What you can honestly say on the stand
- Identification (strong): "Diazepam was confirmed by GC-MS in peripheral (femoral) blood at a concentration of [N]. That identification rests on analytical chemistry and is documented in the confirmation record."
- Interpretation (a bounded judgment): "That concentration is in the toxic/incapacitating range for the general population; whether it incapacitated this individual depends on tolerance and timing I cannot fully characterize, so I state it as strongly consistent with incapacitation, not as a certainty."
- The cold case: "A sedative was confirmed at a toxic, incapacitating concentration in peripheral blood, with a modest blood alcohol level interpreted with postmortem cautions; this strongly supports that the victim was chemically incapacitated before death. It does not identify who administered the sedative, does not establish it as the cause of death, and does not by itself prove homicide."
- What you must NOT say: that a confirmed presence proves impairment at a specific past moment; that a central-blood postmortem level equals the antemortem level; that a single back-calculated BAC is a measurement; that an unconfirmed screen is an identification; or that "drugged before death" names a perpetrator.
Key terms (one line each)
- Forensic toxicology — applying the science of poisons (drugs, alcohol, chemicals) to legal questions: identification, quantitation, interpretation.
- Postmortem toxicology — toxicology of the deceased, complicated by redistribution, neoformation, and instability that make a corpse's chemistry an unreliable mirror of life.
- Screening / confirmation — a sensitive presumptive test (immunoassay) that produces leads, then a specific definitive test (GC-MS) on a different principle that produces identifications.
- Immunoassay — an antibody-based screening test; fast and cheap but prone to cross-reactivity, hence presumptive only.
- BAC (blood alcohol concentration) — ethanol in the blood (U.S.: g/100 mL); reliably measured, but its back-calculation to an earlier moment rests on attackable assumptions.
- Metabolite — a product the body makes when transforming a substance; indicates the parent drug was present and processed, even after it is gone.

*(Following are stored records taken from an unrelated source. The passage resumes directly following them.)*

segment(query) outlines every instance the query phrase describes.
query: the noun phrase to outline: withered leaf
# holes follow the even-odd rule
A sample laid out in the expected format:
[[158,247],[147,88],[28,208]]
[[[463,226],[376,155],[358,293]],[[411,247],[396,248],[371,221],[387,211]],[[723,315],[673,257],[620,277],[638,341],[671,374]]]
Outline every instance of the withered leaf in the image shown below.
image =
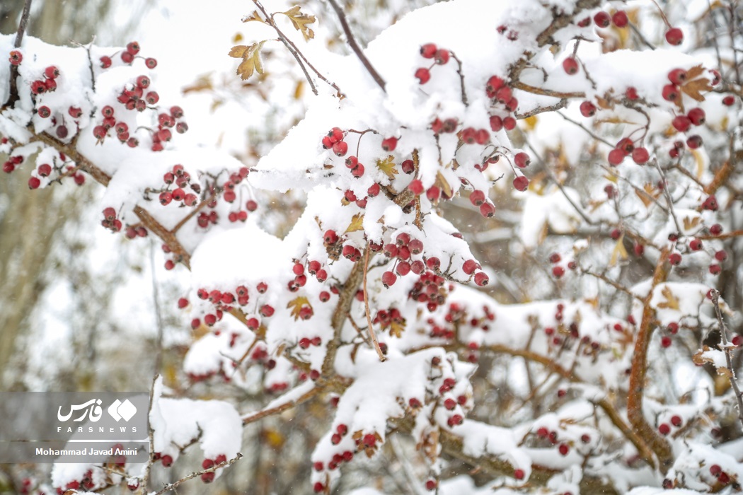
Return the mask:
[[303,306],[309,306],[310,309],[312,308],[312,305],[310,304],[310,301],[307,298],[304,296],[299,296],[292,299],[287,304],[287,309],[291,309],[291,315],[294,317],[294,320],[296,321],[299,319],[299,312],[302,310]]
[[[237,74],[243,81],[249,79],[253,72],[257,72],[259,74],[263,73],[263,63],[261,62],[261,47],[264,43],[265,43],[265,41],[253,43],[243,52],[242,62],[237,68]],[[235,47],[233,50],[234,50],[235,48],[239,47]],[[230,51],[230,53],[232,53],[232,51]]]
[[351,219],[351,223],[348,225],[348,228],[345,229],[345,234],[348,232],[355,232],[359,230],[363,230],[364,223],[364,215],[361,213],[357,213]]
[[394,180],[395,176],[400,173],[395,168],[395,157],[392,155],[388,156],[384,160],[377,160],[377,168],[386,175],[390,180]]
[[317,20],[314,16],[308,16],[308,14],[302,13],[299,5],[295,5],[286,12],[280,13],[289,18],[289,20],[294,25],[294,29],[302,32],[302,36],[305,37],[305,42],[315,37],[314,31],[308,26],[308,24],[312,24]]
[[689,81],[681,86],[682,91],[698,102],[704,101],[704,96],[701,95],[700,91],[709,91],[710,90],[712,90],[712,86],[710,85],[710,80],[704,77]]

- Therapeutic / toxic / lethal range — population bands of concentration for intended effect, harm, and death; overlapping and shifted by tolerance, not per-person verdicts.
The cold-case line
The toxicology establishes that Marcus Diallo was drugged before death — a sedative at an incapacitating (toxic) level in peripheral blood, plus a modest BAC interpreted with postmortem cautions. It explains how a fit 38-year-old was overcome and is consistent with the homicide the autopsy established (Chapter 11) — but it names no perpetrator, is not the cause of death, and does not independently prove homicide. A confirmed identification (top of the spectrum) plus a bounded interpretation (a judgment). One more honest brick in the wall (Chapter 39).
The themes this chapter advanced
- The validity spectrum (Theme 2) — the chapter's spine: toxicology sits in two places at once (strong detection, judgment-level interpretation), and the discipline is to present each at its true, different strength.
- Exclusion over proof (Theme 1) — "present ≠ impairing ≠ fatal"; the toxicology corroborates and explains the homicide without proving it or naming anyone; honest verbs throughout.
- (Also advanced: cognitive bias (Theme 3) — the narrative-before-the-number problem in BAC and overdose framing, §20.4 Cognitive-Bias Watch; and the CSI effect (Theme 4) — the television fantasy that a drug level on a screen settles a case, §20.1, §20.5.)